Premier exemple, première donnée : lors de l'effondrement de la RDA en 89, les manifestations de Dresde se font sous le slogan "Le peuple c'est nous" (ou "C'est nous le peuple", "Nous sommes le peuple", suivant les traductions), sous-entendant clairement que le peuple, ce n'est pas le gouvernement, ou le parti, ou le comité central, ou le secrétaire général. On entend bien sûr aussi la formule de Brecht en 56 après les révoltes de Berlin : « Le parti étant mécontent du peuple, il a changé de peuple. » Mais l'unification de l'Allemagne se fait sous un autre mot d'ordre, avec juste un petit déplacement : "Un peuple, un État". Et on a déjà là, rien qu'avec ces deux mots d'ordre, une partie du problème qui est posé : le peuple, est-ce un mode de réunion d'une multitude dominée manifestant sa puissance subversive ? Ou bien, le peuple, est-ce l'unification sous la souveraineté de l'État d'une foule qui, par elle-même, suivant le mot de Hegel, ne sait pas ce qu'elle veut.
On peut reproduire presque les mêmes données avec le retour, après éclipse totale, de la notion de peuple de 1990 à 2012 pratiquement. Rappelons-nous qu'en 2002, dans les élections présidentielles, seul Le Pen utilise le terme de peuple (il fait une assonance avec son nom (Le Pen, le peuple)), aucun autre candidat ne l'utilise. Donc éclipse et retour avec les révolutions arabes. Et là, au fond, il y a une dichotomie proche : le peuple apparait comme puissance collective capable de renverser la tyrannie, mais après la victoire des religieux aux élections, le peuple apparait comme la masse ignorante capable de confier son sort à ses propres ennemis. Retournement légèrement différent mais même type d'ambivalence.
Troisième indice franco-européen - qui mériterait un débat à soi seul - à travers l'usage du mot "populisme", où l'on peut voir là encore ce type d'ambivalence : le peuple, c'est soit le principe du seul pouvoir politique légitime, la démocratie, soit la foule ignorante, capable de prendre des positions de type xénophobe, raciste, capable de se faire manipuler.
On pourrait de façon plus approfondie montrer qu'à chaque fois que dans le vocabulaire politique on est amené à parler de peuple, c'est toujours au moins avec cette ambivalence là. La notion de peuple a une dimension positive et une dimension négative.
À cette ambivalence s'ajoute une ambigüité de sens du mot peuple. Traditionnellement en philosophie politique, on pointe que le mot peuple a trois sens, voire quatre.

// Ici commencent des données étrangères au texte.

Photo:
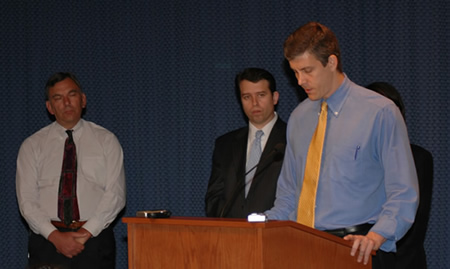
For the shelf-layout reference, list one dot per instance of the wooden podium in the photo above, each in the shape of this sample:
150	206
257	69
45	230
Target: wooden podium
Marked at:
185	242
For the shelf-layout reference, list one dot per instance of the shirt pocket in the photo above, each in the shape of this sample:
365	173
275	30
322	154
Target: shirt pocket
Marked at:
345	162
93	170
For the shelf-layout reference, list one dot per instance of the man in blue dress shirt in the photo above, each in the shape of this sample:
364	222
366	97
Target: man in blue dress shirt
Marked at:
367	191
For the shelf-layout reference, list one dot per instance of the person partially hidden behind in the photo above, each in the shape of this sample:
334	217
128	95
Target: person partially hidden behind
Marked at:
348	167
410	249
70	184
246	162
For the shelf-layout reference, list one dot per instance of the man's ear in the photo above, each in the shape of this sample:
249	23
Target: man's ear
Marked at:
333	61
275	97
49	107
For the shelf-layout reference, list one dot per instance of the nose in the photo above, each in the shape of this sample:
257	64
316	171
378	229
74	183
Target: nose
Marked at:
255	101
300	79
66	100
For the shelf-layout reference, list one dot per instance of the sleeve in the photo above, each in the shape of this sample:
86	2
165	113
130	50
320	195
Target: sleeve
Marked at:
214	198
401	184
27	190
114	196
286	196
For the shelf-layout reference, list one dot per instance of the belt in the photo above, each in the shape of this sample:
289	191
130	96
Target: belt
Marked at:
75	225
362	229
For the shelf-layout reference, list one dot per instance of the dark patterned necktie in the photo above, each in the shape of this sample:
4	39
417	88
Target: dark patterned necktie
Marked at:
67	196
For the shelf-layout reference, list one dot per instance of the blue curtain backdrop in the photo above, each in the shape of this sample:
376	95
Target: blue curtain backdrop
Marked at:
159	74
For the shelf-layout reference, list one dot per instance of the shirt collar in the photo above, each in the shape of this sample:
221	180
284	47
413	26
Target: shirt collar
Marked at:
77	129
337	99
266	129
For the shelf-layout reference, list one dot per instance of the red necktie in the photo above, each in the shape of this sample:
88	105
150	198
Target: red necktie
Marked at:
67	196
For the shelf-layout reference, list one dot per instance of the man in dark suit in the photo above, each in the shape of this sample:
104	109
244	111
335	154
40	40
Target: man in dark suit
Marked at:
234	189
410	250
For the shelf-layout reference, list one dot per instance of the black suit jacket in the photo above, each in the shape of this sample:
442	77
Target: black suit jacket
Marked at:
227	180
410	249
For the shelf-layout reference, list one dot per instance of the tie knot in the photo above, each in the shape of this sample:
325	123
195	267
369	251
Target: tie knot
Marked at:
324	106
258	134
69	133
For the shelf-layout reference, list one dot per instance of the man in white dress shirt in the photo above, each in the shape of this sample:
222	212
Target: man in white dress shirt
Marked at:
88	242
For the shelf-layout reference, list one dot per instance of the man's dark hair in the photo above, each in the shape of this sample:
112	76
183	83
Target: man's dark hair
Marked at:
316	39
57	77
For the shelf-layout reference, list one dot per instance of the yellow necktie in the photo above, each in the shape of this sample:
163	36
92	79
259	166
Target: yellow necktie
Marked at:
307	200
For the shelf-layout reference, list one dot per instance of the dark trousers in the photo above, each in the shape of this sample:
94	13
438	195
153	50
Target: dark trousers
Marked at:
99	252
382	259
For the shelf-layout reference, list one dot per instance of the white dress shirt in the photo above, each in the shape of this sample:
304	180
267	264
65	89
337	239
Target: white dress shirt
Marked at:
100	176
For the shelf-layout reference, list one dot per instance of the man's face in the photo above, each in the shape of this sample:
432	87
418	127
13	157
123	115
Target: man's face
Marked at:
312	76
258	102
66	103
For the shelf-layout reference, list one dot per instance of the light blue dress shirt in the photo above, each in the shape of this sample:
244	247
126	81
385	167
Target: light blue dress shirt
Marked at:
367	173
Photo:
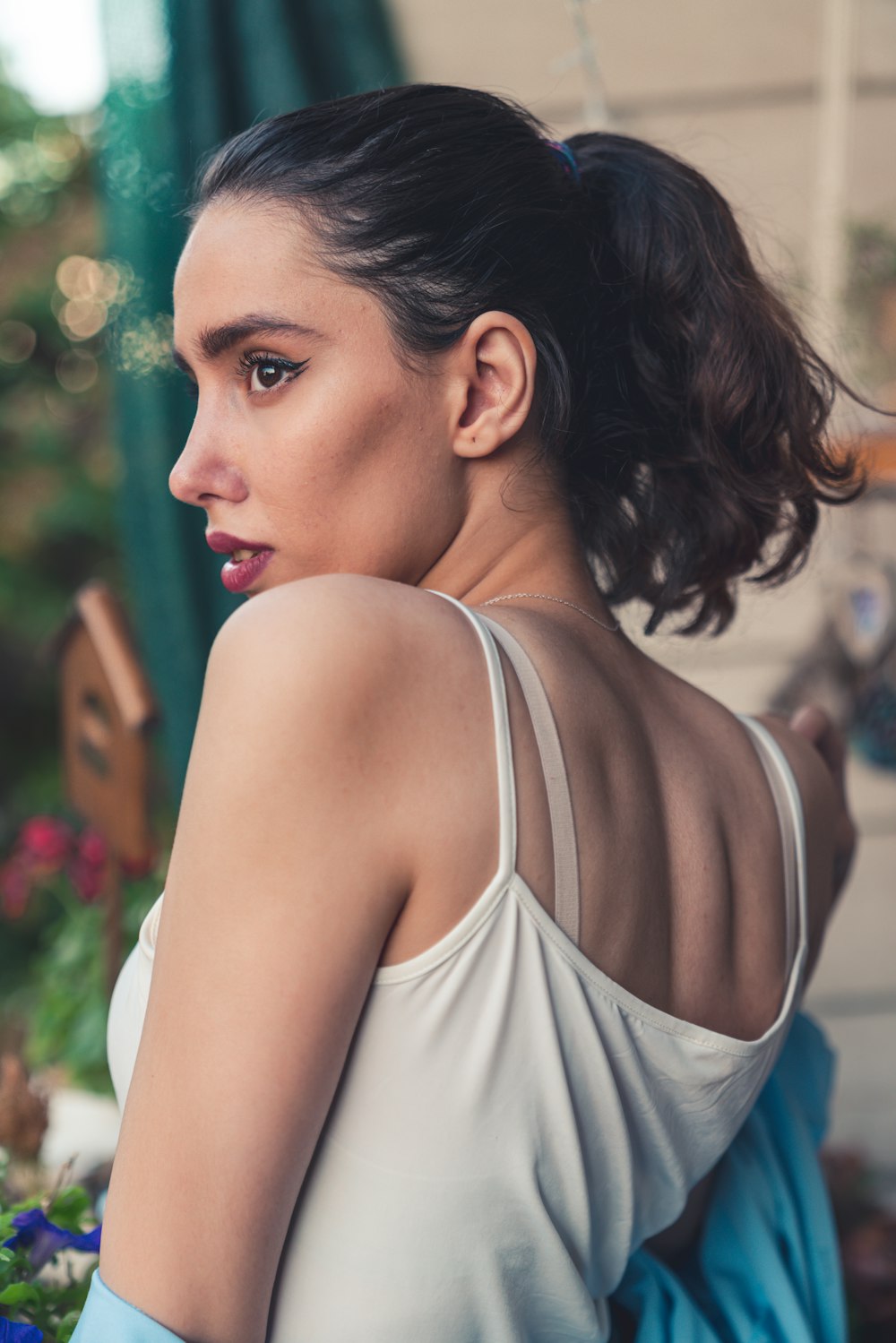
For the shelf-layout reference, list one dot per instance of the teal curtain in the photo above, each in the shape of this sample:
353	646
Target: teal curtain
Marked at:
185	75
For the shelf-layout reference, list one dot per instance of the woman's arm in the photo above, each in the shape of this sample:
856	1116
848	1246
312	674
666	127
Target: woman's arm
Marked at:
285	879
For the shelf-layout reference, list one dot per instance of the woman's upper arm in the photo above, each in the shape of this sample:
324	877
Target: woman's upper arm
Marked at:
831	831
282	887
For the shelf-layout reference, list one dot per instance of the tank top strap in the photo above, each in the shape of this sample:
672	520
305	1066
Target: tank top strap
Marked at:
503	745
565	855
793	836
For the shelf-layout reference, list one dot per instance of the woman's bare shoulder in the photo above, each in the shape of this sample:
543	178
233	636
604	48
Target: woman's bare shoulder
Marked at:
821	813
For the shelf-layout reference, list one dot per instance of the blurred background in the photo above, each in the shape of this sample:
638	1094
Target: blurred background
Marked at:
105	112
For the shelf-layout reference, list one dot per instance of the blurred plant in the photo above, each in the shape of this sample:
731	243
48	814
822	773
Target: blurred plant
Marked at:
871	300
35	1305
50	888
58	468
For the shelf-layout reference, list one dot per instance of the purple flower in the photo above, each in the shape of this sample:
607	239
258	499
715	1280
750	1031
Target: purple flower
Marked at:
43	1238
13	1332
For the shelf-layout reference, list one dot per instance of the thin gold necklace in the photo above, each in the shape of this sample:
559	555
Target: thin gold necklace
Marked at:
546	598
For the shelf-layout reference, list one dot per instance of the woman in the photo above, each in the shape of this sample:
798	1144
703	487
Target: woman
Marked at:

1°) Le peuple, ce peut être ce que les Grecs appelaient l'ethnos, la nation transhistorique, l'unité des habitudes, voire l'unité de langue, de traditions, qui constitue quelque chose comme une culture, une ethnie, équivalemment un peuple. 2°) Peuple peut avoir un sens social, c'est très clairement marqué chez quelqu'un comme Machiavel : le peuple, c'est le contraire des grands, le peuple, c'est l'ensemble de ceux qui ne veulent pas obéir, les grands, c'est l'ensemble de ceux qui veulent commander. C'est la définition la plus claire de la distinction hiérarchique que je connaisse dans toute l'histoire de la philo. Dimension sociale qui implique une domination économique, c'est "la plèbe" des Romains, mais aussi politique (l’obéissance) ou symbolique (pour reprendre le vocabulaire de Bourdieu). 3°) Le sens politique : le peuple, c'est l'ensemble des citoyens libres, l'ensemble des citoyens qui disposent de droits politiques. Quand on dit "peuple", de quoi parle-t-on ? Du peuple ethnoculturel ? du peuple social ? ou du peuple politique ? Je soutiens que les discours politiques entretiennent une confusion permanente entre ces trois sens, et que jamais un de ces sens n'est exclusivement clair au détriment des autres. On pourrait rajouter un quatrième sens - juste pour mémoire - ce que les Grecs appellent le laos (qui va donner laïcité), qui est le peuple du commun, plus ou moins ignorant, qui se distingue des clercs.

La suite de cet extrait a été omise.